Exact kernel feature basis — b

Generates a design matrix that exactly represents a provided kernel, so that the Gram matrix is equal to the kernel matrix. The feature map is $$ \phi(x') = K_{x,x}^{-1/2} k_{x,x'}, $$ where $K_{x,x}$ is the kernel matrix for the data points $x$ and $k_{x, x'}$ is the vector of kernel function evaluations at the data points and the new value. While exact, this function is not particularly computationally efficient. Both fitting and prediction require backsolving the Cholesky decomposition of the kernel matrix for the original data points.

Usage

b_ker(
  ...,
  kernel = k_rbf(),
  stdize = c("scale", "box", "symbox", "none"),
  x = NULL,
  shift = NULL,
  scale = NULL
)

Arguments

...: The variable(s) to build features for. A single data frame or matrix may be provided as well. Missing values are not allowed.
kernel: A kernel function. If one of the recognized kernel functions such as k_rbf() is provided, then the computations will be exact. Otherwise, the fast Fourier transform of the provided kernel function is used to generate the random features. The kernel should be shift-invariant and decay to zero at positive and negative infinity.
stdize: How to standardize the predictors, if at all.

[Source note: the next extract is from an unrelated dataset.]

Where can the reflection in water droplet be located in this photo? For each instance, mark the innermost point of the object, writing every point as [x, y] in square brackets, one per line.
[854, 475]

The default "scale" applies scale() to the input so that the features have mean zero and unit variance, "box" scales the data along each dimension to lie in the unit hypercube, and "symbox" scales the data along each dimension to lie in $[-0.5, 0.5]^d$.
x: The (training) data points at which to evaluate the kernel. If provided, overrides ....
shift: Vector of shifts, or single shift value, to use. If provided, overrides those calculated according to stdize.
scale: Vector of scales, or single scale value, to use. If provided, overrides those calculated according to stdize.

Value

A matrix of kernel features.

Examples

data(quakes)

# exact kernel ridge regression
k = k_rbf(0.1)
m = ridge(depth ~ b_ker(lat, long, kernel = k), quakes)
cor(fitted(m), quakes$depth)^2
#> [1] 0.9668987

# Forecasting example involving combined kernels
data(AirPassengers)
x = seq(1949, 1961 - 1/12, 1/12)
y = as.numeric(AirPassengers)
x_pred = seq(1961 - 1/2, 1965, 1/12)

k = k_per(scale = 0.2, period = 1) * k_rbf(scale = 4)
m = ridge(y ~ b_ker(x, kernel = k, stdize="none"))
plot(x, y, type='l', xlab="Year", ylab="Passengers (thousands)",
    xlim=c(1949, 1965), ylim=c(100, 800))
lines(x_pred, predict(m, newdata = list(x = x_pred)), lty="dashed")